Os macroprocessos recorrentes e tradicionais de um ciclo de Gestão de Mudança, descritos no HCMBOK®, foram fundamentais para manter rotinas básicas de trabalho, durante e após a pandemia. E tiveram que ser conduzidos mesmo que empiricamente pelas lideranças, com apoio da área de Recursos Humanos:
– Gestão da Comunicação;
– Formação do Espírito de Equipe e Realização de Dinâmicas de Reforço;
– Estímulo a Processos Participativos;
– Gestão de Conflitos, Motivação, Estresse e Comportamentos;
– Estímulo à Criatividade e Inovação;
– Gestão de Stakeholders.
Felizmente nosso cérebro é maleável, consegue se adaptar diante das novas circunstâncias, num conceito chamado de plasticidade cerebral. A ele se deve nossa capacidade de contínua aprendizagem quando já somos adultos. De viver novas experiências, receber novos estímulos e evoluir através de novas vivências. O fim da pandemia promoveu o retorno aos escritórios e à convivência presencial entre pessoas de uma mesma organização. Mas, ao retornarem, os profissionais não eram mais os mesmos internamente. Tinham vivido experiências e tiveram acesso a estímulos que provocaram neles novas percepções cerebrais do que valorizam enquanto indivíduos e profissionais.

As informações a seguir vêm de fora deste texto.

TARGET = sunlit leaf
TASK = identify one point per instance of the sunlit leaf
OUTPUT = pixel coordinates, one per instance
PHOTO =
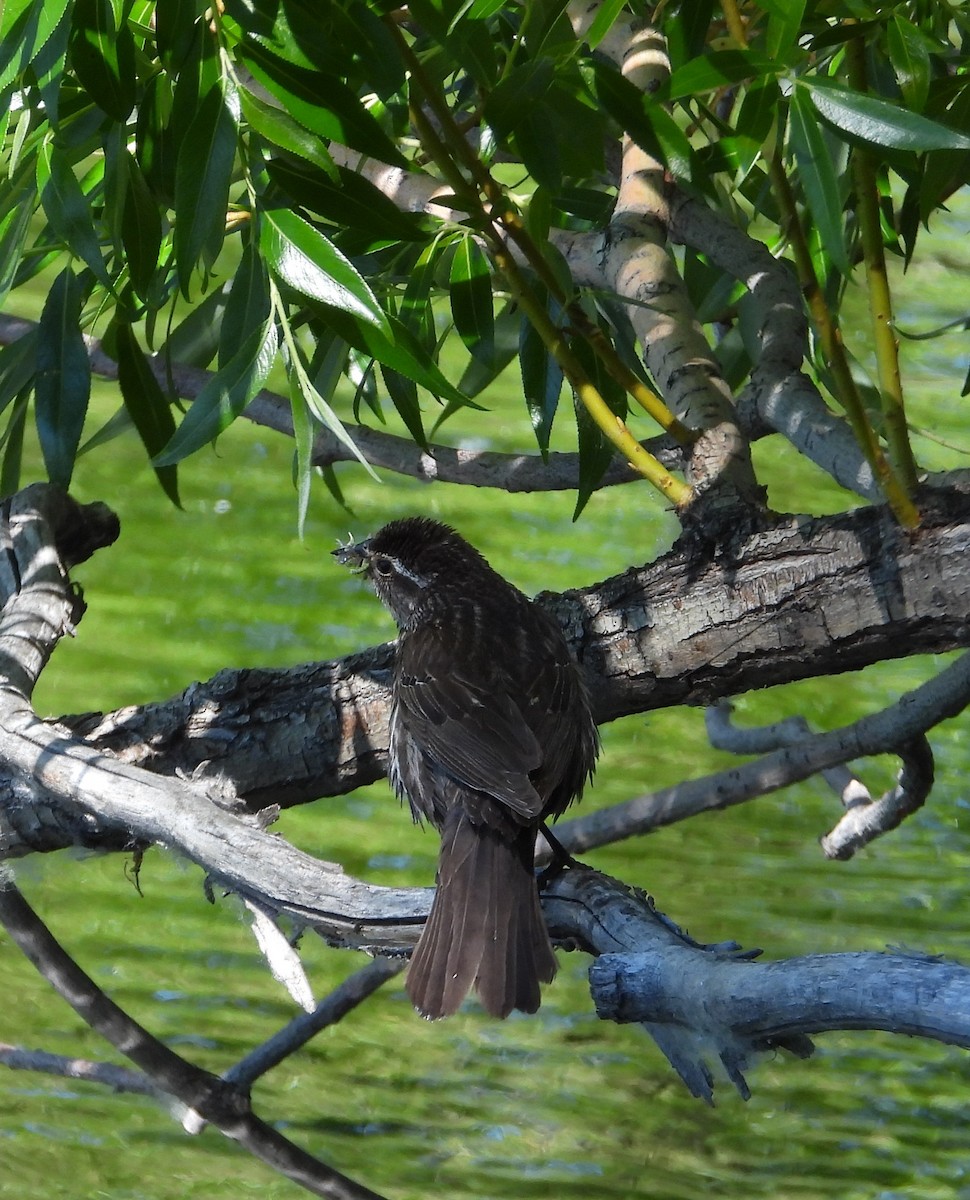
(281, 130)
(202, 185)
(816, 174)
(879, 123)
(69, 210)
(247, 306)
(223, 397)
(309, 263)
(63, 384)
(141, 227)
(909, 57)
(397, 349)
(102, 55)
(471, 295)
(321, 102)
(24, 30)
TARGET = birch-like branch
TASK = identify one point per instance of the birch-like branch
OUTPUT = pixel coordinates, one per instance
(217, 1102)
(582, 907)
(439, 463)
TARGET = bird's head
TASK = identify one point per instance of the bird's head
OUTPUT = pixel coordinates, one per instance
(403, 561)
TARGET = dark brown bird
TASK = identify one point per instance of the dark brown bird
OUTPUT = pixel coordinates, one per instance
(490, 735)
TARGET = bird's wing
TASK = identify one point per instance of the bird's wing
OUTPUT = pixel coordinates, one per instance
(473, 729)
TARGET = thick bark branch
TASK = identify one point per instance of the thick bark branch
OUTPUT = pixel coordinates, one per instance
(582, 907)
(439, 463)
(804, 598)
(217, 1102)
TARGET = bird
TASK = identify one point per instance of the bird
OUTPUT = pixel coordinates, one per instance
(491, 735)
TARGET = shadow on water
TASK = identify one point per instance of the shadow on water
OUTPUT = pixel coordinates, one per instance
(552, 1105)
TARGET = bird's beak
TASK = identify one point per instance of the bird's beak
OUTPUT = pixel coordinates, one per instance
(354, 555)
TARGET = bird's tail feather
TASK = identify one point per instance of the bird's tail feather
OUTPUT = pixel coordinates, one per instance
(485, 929)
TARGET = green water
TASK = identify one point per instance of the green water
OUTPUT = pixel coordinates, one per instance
(552, 1105)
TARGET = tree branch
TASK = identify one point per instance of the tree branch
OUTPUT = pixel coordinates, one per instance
(219, 1103)
(439, 463)
(582, 906)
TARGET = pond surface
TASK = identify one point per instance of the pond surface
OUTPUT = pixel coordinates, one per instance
(552, 1105)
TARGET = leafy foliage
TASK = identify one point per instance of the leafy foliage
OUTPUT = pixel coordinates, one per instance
(186, 177)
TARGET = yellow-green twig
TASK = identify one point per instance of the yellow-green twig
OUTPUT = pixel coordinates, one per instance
(833, 349)
(878, 288)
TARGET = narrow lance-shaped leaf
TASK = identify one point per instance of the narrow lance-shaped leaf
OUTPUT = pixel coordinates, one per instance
(309, 263)
(542, 384)
(147, 405)
(816, 174)
(64, 378)
(471, 294)
(281, 130)
(879, 123)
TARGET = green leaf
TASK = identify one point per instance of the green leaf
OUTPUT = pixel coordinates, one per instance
(542, 384)
(202, 185)
(15, 227)
(481, 372)
(717, 70)
(147, 405)
(309, 263)
(603, 22)
(18, 363)
(909, 57)
(223, 397)
(596, 453)
(48, 67)
(322, 102)
(63, 384)
(518, 94)
(347, 199)
(879, 123)
(816, 174)
(471, 295)
(281, 130)
(141, 227)
(103, 58)
(403, 395)
(247, 306)
(784, 24)
(69, 210)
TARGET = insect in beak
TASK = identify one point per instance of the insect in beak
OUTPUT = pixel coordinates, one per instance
(353, 555)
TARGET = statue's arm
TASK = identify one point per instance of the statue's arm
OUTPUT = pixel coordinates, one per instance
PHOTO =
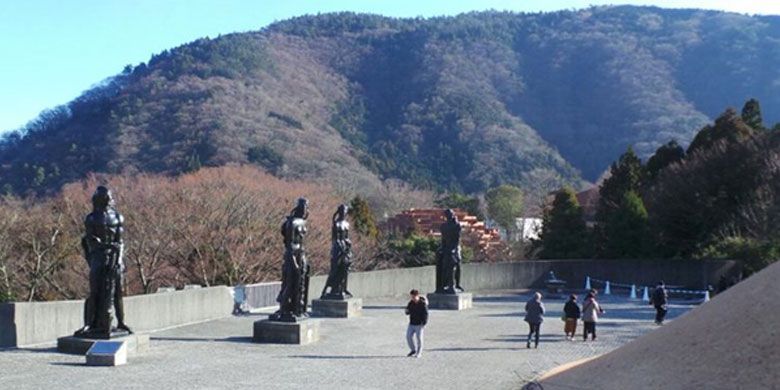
(119, 241)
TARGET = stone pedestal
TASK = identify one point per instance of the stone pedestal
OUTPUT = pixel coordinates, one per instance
(107, 353)
(136, 343)
(459, 301)
(339, 308)
(305, 331)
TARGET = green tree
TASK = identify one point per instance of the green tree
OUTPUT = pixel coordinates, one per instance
(626, 230)
(505, 205)
(362, 217)
(415, 250)
(751, 114)
(456, 200)
(625, 176)
(728, 126)
(564, 234)
(664, 156)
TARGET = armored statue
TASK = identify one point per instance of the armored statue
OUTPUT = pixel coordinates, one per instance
(448, 256)
(340, 257)
(103, 246)
(293, 296)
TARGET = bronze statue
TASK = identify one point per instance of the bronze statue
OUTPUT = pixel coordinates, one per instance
(103, 245)
(293, 297)
(448, 256)
(340, 257)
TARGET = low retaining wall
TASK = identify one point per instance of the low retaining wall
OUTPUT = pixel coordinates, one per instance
(693, 274)
(29, 323)
(24, 324)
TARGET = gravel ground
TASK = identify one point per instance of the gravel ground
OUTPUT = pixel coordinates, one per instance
(483, 347)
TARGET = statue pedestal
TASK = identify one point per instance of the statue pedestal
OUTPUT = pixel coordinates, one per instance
(135, 343)
(302, 332)
(339, 308)
(458, 301)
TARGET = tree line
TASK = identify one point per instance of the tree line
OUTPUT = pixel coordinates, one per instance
(719, 198)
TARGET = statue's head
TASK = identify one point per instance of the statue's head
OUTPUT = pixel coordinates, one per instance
(301, 209)
(102, 198)
(450, 214)
(342, 211)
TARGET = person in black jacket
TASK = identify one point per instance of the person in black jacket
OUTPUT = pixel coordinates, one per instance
(571, 313)
(417, 310)
(660, 300)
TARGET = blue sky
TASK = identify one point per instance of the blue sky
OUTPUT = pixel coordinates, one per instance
(52, 50)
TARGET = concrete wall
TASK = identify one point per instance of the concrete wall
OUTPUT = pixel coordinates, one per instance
(526, 274)
(23, 324)
(29, 323)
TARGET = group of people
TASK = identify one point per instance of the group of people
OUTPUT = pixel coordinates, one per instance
(572, 313)
(589, 313)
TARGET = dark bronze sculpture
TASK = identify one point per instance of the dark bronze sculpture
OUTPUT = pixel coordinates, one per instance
(340, 257)
(293, 297)
(448, 256)
(103, 245)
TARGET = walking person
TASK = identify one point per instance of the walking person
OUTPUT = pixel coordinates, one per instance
(417, 310)
(590, 315)
(660, 300)
(534, 316)
(571, 313)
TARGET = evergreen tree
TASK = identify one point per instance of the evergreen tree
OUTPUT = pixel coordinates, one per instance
(505, 205)
(456, 200)
(666, 155)
(728, 126)
(625, 176)
(751, 114)
(362, 217)
(627, 229)
(564, 234)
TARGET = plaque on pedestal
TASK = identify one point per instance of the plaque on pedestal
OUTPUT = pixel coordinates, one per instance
(136, 343)
(302, 331)
(339, 308)
(458, 301)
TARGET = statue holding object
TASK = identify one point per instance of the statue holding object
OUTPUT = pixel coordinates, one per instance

Com isso, tem sido inevitável uma contínua e profunda reflexão dos líderes das organizações e das áreas de Recursos Humanos. Um repensar em relação à missão, aos valores e à atuação cotidiana na relação entre empresa e funcionários. A transformação cultural da sociedade tem gerado reflexo imediato nas estratégias de marca e de proposta de valor (EVP – Employee Value Proposition). As empresas querem e precisam se repensar para serem competitivas, atraentes e diferenciadas, de maneira a conquistar e reter os melhores talentos.
Como você acha que serão os próximos anos na forma de atuação do RH? Eu acredito que haverá uma contínua busca por evoluir e se posicionar com empatia, estratégia, qualidade e confiabilidade. Tanto na relação com as lideranças do negócio, como em relação às equipes. E acredito também que os profissionais de RH serão ainda mais estimulados a terem pensamento inovador e flexível, para atuarem em ambientes complexos e em constante transformação.